Ce changement a été confirmé par la vétéran agent matrimonial et ‘wedding planner’ Lei Chau Tong, avec plus de 30 ans d’expérience en conseil, qui n’a pas manqué de remarquer la nette diminution de la quantité d’or achetée pour les mariages traditionnels.

« Maintenant, la plupart des mariées portent seulement deux paires de bracelets dragon-et-phoenix et un collier. C’est moins de la moitié de la quantité que nous voyions lorsque les prix de l’or étaient plus bas », a-t-elle dit.

Une paire de ces bracelets peut coûter environ 40 000 patacas (4 322 euros), a-t-elle souligné.

« Cette année, avec les prix de l’or si élevés, le pouvoir d’achat est inévitablement moindre. Mais pour les parents d’un couple, la joaillerie en or reste encore une ‘pièce fondamentale' », a-t-elle également souligné.

Le changement est visible, a renforcé Lei Chau Tong, dès lors dans la réduction significative du nombre de bijoux en or offerts par les familles, mais aussi dans le type de cadeaux qu’elles donnent.

« Avant, les parents de la mariée présentaient des bracelets de dragon-et-phoenix épais et lourds. Maintenant, avec le prix de l’or qui explose, les cadeaux sont souvent juste un bracelet fin ou une paire de bagues. Certains donnent simplement de l’argent », a-t-elle dit.

L’opulence appartient à un passé révolu : « Une fois, j’ai servi une mariée qui a apporté une valise de 28 pouces rien que pour ranger les bijoux en or. Les seuls ‘bracelets dragon et phénix’ s’élevaient à presque soixante paires — deux autour du cou, une à la taille et une succession d’entre elles couvrant ses bras jusqu’en haut. Elle avait encore plusieurs colliers, plus qu’elle ne pourrait jamais porter », a-t-elle relaté, ajoutant que c’était la famille la plus riche qu’elle ait servie.

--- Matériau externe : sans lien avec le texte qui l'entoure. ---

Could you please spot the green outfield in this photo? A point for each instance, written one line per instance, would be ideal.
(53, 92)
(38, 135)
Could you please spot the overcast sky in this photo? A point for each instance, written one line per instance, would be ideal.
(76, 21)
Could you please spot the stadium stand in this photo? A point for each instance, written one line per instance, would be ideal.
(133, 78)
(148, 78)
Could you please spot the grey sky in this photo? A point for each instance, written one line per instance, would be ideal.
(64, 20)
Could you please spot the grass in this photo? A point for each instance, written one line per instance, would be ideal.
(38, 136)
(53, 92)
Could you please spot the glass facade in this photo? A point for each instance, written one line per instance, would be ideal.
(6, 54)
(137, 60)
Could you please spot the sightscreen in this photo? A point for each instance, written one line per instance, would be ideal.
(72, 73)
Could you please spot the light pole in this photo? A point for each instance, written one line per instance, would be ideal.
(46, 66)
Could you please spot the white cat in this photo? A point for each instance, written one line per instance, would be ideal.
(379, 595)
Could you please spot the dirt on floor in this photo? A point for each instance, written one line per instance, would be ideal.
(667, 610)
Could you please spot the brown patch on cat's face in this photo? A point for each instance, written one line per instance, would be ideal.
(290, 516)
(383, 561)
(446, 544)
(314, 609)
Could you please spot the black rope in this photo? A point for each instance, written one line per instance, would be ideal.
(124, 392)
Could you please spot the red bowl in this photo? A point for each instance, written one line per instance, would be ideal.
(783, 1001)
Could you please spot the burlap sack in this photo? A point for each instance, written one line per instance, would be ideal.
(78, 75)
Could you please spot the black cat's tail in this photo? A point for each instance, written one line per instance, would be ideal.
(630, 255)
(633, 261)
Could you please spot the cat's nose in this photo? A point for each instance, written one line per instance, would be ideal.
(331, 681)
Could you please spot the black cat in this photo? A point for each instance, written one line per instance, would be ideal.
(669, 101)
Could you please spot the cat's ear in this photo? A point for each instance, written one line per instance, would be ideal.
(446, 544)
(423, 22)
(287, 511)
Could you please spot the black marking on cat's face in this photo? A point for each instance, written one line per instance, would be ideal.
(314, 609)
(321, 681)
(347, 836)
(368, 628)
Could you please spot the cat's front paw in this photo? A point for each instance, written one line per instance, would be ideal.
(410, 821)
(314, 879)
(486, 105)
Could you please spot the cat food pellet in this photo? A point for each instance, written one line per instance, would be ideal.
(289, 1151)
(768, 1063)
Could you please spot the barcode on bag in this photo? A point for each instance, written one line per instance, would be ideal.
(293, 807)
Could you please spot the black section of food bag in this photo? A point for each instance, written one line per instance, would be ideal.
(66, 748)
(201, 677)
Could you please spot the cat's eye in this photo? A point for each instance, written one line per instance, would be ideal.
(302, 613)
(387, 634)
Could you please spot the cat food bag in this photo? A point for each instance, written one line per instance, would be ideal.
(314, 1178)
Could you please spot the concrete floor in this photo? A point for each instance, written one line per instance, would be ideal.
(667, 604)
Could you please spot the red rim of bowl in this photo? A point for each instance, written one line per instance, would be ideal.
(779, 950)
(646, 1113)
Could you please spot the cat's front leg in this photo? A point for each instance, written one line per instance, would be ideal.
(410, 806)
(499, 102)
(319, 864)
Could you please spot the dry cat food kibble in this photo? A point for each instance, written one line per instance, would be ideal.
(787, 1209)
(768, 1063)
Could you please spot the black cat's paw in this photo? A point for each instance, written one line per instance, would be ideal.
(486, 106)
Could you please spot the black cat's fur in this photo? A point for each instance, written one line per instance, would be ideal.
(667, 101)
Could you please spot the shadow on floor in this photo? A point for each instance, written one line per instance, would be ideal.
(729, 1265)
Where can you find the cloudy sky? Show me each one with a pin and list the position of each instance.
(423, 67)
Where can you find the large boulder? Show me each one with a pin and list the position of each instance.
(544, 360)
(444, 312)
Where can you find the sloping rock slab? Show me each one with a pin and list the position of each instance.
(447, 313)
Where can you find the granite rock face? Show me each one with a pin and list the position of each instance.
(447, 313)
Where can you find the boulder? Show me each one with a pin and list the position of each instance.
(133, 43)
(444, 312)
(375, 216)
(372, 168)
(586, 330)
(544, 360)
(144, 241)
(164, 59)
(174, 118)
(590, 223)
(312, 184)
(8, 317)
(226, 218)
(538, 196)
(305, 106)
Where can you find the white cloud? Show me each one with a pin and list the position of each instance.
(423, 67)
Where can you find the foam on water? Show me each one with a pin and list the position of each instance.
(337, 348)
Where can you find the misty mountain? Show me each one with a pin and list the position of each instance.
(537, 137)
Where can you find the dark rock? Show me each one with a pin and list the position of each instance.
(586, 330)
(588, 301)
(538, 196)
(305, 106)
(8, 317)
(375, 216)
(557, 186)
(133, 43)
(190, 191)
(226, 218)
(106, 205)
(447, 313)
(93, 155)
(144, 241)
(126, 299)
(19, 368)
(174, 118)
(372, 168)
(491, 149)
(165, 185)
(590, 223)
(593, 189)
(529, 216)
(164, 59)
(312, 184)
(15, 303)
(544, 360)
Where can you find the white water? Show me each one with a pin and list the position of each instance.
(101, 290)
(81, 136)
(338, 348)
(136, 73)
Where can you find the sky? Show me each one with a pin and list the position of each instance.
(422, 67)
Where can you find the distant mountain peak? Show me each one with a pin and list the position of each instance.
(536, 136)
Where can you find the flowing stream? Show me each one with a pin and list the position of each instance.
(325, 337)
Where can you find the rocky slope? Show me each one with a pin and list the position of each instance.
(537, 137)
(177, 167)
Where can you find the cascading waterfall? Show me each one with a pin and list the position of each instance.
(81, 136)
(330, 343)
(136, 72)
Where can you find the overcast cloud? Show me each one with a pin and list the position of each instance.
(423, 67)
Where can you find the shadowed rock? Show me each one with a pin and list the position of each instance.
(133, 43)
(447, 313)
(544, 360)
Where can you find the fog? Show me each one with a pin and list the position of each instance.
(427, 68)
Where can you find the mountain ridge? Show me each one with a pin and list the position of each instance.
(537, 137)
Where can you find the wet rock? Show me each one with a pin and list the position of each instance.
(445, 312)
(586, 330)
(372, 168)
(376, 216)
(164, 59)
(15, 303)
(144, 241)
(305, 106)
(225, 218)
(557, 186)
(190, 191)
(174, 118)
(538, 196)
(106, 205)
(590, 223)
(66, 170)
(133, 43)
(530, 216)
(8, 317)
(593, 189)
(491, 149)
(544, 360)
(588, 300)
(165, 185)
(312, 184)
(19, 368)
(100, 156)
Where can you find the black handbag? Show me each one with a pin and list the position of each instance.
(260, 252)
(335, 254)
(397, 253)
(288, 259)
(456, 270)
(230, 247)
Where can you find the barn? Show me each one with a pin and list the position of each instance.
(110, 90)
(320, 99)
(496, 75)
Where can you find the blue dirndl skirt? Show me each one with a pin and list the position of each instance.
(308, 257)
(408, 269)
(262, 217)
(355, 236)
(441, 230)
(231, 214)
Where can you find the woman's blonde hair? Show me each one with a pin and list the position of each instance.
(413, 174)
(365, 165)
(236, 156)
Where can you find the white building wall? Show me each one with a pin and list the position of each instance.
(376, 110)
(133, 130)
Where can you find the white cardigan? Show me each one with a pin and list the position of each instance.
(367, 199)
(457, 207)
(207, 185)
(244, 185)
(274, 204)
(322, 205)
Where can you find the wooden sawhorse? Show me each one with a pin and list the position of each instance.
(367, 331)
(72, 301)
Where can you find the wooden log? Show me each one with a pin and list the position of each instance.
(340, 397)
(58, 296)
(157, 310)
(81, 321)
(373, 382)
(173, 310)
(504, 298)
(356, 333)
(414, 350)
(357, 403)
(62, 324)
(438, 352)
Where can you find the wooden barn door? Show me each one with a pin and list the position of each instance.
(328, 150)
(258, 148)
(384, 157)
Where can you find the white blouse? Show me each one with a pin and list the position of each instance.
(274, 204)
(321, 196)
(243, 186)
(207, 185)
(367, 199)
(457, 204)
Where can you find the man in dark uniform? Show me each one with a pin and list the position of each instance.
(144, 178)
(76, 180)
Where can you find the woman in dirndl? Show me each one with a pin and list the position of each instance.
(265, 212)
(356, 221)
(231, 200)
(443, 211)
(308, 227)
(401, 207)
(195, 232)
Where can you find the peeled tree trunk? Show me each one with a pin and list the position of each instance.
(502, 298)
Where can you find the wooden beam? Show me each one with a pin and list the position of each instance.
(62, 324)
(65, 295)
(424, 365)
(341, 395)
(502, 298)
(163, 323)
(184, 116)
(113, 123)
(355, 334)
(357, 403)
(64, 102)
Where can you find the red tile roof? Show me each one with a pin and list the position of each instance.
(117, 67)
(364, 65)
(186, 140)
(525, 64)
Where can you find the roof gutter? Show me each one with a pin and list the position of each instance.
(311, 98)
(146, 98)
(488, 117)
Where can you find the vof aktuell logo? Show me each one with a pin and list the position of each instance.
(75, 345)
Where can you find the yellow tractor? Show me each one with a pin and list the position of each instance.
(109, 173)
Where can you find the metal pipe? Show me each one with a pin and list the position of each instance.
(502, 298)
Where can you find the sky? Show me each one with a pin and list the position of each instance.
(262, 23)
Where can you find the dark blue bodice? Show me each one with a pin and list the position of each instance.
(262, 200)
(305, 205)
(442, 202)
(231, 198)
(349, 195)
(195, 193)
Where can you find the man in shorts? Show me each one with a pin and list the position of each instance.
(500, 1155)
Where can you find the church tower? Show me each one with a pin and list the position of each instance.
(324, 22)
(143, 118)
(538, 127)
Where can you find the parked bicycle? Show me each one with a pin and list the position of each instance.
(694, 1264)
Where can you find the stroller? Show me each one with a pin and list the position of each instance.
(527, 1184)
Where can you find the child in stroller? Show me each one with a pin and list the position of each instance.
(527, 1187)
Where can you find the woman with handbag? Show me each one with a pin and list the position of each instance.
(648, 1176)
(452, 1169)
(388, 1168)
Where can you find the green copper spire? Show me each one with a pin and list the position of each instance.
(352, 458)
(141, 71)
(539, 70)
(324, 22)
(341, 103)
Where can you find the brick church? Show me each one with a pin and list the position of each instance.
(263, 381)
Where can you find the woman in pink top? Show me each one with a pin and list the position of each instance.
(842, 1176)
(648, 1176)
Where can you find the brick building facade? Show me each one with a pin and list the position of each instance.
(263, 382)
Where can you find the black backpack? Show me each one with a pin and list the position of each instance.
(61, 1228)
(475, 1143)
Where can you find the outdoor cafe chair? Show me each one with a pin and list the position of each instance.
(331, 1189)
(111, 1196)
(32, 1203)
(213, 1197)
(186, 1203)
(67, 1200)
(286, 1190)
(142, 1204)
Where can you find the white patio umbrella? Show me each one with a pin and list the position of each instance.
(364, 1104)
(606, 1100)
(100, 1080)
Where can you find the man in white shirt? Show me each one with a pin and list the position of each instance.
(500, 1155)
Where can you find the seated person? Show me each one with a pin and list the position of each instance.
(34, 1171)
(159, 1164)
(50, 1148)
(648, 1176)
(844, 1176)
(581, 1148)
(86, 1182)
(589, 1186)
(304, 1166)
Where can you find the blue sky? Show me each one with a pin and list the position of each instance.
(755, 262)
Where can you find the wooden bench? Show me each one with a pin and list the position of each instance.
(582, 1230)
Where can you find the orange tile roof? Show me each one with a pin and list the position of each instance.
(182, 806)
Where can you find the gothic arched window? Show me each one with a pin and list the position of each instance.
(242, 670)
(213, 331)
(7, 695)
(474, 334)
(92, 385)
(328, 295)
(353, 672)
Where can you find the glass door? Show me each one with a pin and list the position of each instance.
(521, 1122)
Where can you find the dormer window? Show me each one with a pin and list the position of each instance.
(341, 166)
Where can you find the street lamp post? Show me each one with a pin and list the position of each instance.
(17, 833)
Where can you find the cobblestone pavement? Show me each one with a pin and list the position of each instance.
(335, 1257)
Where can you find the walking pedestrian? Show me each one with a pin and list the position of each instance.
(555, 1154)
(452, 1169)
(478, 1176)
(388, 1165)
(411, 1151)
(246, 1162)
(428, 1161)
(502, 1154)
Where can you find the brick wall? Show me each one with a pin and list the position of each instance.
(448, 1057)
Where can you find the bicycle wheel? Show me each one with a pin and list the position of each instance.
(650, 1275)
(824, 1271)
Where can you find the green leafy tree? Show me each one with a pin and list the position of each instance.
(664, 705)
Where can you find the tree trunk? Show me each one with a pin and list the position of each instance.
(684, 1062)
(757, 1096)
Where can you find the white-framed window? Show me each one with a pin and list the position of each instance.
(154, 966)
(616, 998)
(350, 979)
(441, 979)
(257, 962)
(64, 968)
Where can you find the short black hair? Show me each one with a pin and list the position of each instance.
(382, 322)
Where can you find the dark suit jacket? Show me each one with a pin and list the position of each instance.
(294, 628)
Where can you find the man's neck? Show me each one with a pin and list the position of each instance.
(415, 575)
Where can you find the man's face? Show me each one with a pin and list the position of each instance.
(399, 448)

De l’autre côté du marché, celui des acheteurs, un représentant de « Gold Smart », une entreprise qui exploite sept distributeurs automatiques de recyclage en libre-service de l’or sur toute la péninsule de Macao, a souligné que l’activité a augmenté d’environ 20 % en deux mois.

Ces machines, certaines situées près des casinos, fournissent des prix en temps réel et de l’argent instantané en échange de pièces en or, et « elles servent typiquement environ 500 personnes par mois », a déclaré à Lusa le représentant, qui a souhaité garder l’anonymat.

Autrement dit, si la bijouterie moderne a trouvé des moyens de maintenir son chiffre d’affaires, en conservant à proximité les acheteurs traditionnels, il est aussi vrai que le moment marque l’émergence d’une nouvelle vague de vendeurs, qui ne résistent pas aux prix historiquement élevés.